Negotiations on the new EU return regulation are in their final stages. Provisions that human rights defenders have long warned about have been given the green light by the Council of Ministers and the European Parliament. If finally approved, asylum seekers who do not return voluntarily can be detained for extended periods and placed in so-called return hubs outside the EU.
Return policy from an international perspective
In Australia, a similar policy has been in place for three decades. Asylum seekers who arrived uninvited on boats have been taken to remote islands. There, they have been held in detention, in some cases for nearly ten years, despite successful asylum claims in many cases.
Today, only a few persons remain in detention on the independent island nation of Nauru. The detention centre on Manus Island, which belongs to Papua New Guinea, was closed a few years ago.
Anna Nilsen
Most were granted refugee status under international conventions whilst they were still detained. Not all of them survived.
”One young 24-year-old man had sepsis in his foot that was untreated. And by the time he was medically evacuated to Australia, because there is no proper hospital on Manus Island, he had a massive heart attack and died. So this is wrongful death. Another man was bashed to death by prison guards.

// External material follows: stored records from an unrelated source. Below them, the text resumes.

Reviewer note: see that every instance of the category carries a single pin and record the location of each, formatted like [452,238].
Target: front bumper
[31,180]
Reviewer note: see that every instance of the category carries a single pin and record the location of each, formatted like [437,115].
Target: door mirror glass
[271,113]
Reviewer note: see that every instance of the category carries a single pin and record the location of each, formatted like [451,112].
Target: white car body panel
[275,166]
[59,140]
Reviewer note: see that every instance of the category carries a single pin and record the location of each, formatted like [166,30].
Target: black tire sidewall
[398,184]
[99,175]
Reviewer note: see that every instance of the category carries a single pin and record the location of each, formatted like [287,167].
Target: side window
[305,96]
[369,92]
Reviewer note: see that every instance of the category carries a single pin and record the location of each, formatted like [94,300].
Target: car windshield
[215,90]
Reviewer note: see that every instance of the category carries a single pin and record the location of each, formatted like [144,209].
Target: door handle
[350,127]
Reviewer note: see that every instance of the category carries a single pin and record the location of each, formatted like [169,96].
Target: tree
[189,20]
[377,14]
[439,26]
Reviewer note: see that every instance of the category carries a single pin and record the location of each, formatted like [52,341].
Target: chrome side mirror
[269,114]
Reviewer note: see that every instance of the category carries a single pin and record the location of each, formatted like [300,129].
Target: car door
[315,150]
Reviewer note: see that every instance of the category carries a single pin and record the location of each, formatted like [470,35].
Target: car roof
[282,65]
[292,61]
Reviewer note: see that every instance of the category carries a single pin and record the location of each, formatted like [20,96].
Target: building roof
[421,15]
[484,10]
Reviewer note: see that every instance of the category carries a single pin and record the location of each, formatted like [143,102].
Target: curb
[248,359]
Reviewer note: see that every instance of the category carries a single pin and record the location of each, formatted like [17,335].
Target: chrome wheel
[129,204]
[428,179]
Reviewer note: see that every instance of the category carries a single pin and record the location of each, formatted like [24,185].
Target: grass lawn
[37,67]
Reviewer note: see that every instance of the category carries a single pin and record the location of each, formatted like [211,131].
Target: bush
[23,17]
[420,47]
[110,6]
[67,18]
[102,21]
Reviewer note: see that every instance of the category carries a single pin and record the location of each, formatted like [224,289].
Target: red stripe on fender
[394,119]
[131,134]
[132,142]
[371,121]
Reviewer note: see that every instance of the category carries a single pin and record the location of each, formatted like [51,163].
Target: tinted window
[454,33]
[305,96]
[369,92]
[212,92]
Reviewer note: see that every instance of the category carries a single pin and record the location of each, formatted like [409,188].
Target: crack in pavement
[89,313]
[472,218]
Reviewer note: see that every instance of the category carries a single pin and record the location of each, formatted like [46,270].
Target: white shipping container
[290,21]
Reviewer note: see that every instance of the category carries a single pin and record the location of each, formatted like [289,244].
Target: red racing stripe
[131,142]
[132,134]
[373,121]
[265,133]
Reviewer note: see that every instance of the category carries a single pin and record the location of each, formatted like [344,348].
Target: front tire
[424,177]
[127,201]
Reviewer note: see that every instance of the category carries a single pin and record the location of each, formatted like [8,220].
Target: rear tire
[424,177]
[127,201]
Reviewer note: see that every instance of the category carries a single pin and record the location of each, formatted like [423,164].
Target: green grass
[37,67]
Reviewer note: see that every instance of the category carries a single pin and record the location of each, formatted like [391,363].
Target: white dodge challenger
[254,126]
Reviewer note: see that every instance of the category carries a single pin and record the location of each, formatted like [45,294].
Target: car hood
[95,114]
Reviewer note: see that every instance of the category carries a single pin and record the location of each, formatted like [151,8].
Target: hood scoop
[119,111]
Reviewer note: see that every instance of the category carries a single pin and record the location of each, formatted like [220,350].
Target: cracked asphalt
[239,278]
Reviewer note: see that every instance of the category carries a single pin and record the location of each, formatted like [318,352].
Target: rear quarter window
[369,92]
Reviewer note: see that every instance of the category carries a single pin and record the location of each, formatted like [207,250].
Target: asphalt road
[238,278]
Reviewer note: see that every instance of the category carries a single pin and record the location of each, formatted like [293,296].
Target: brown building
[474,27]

And a number of people committed suicide.”
In a case concerning a survivor from Manus Island, the UN Committee Against Torture recently clarified that a state remains responsible for conditions on the ground when asylum processing is outsourced outside its borders. Claudia Tazreiter says it is a shame that the EU is now heading in this direction:
”I would have expected that Europe, looking to Australia, would say we should never go down this path. It is a huge breach of human rights. So then what happens to Europe understanding itself as the bastion of human rights in the world? Gone.”
Claudia Tazreiter emphasises that migration needs to be seen as a natural part of a broader social change that affects everyone – not just refugees, but also indigenous peoples, other minorities and the majority population. Instead she observes how migration and minority issues are actively separated from other social issues in politics and public debate as well as at times in research.
”When migration is viewed in isolation from other aspects of social change, it creates a false impression that immigrants are a problem in society, that they are a problem that needs to be solved. This means there is no need to acknowledge the broader, overarching issues concerning the way we live.”
The very same Western countries that have historically seen themselves as the centre of human rights, open democratic societies, holding supposedly liberal values have convinced their populations that these laws are needed as protection against outsiders, with the Muslim terrorist as the enemy picture.
”These political measures affect migrant populations, yes, but they also affect the social cohesion and democratic values within countries like Australia, Sweden and across the European Union. Now there is an acceleration of these approaches that result in policy and law that, of course, builds social attitudes.”
Claudia Tazreiter has noted that the colonial relationship with the Sami people is rarely integrated into the general picture of Sweden, whilst settler colonial legacy is very much in the sightline of the Australian public and politics. She argues that there is greater awareness of how both Indigenous peoples and refugees have been subordinated in Australia – or ‘minoritised’, as it is termed in research. This also fosters an understanding that these problems are not suddenly resolved, that they go on intergenerationally.
Migration, colonial legacies and democratic values
In a new research project led by Claudia Tazreiter, Sweden’s self-image as a country free of colonial issues is being challenged.
”It is not so much about diagnosing what went wrong in the past, although that is the backdrop, but to work with different communities that are, as I say, minoritised. They don't tend to be very prominent and heard in Swedish society. We can see similar things mapped across Europe.”
Claudia Tazreiter says that people don’t always hear about why there are refugees in the world or about the history of the conflicts. She believes broader discourses acknowledging historical facts that drive conflict are necessary to create change.
”We Europeans are involved in the conflicts that create displaced persons and refugees. And when they then come to us seeking protection within the framework of the human rights architecture established after the Second World War, we do not want them and we want to send them to some distant third country that we pay to intern them. It is a Kafkaesque situation.”
One truth that should be highlighted according to Claudia Tazreiter is that the vast majority of the world’s refugees are not in Europe, but in camps in Africa, Asia and Latin America.
”What the public is being told by political leaders across Europe are often lies. And hopefully the public realise this and rise up, which is what they've done in Australia as well. ’Not in my name.’ This chant that's also happening in relation to Gaza: Not in my name, that you send military hardware to Israel to kill children. Not in my name that you send a refugee to a remote nation where they will die in detention.”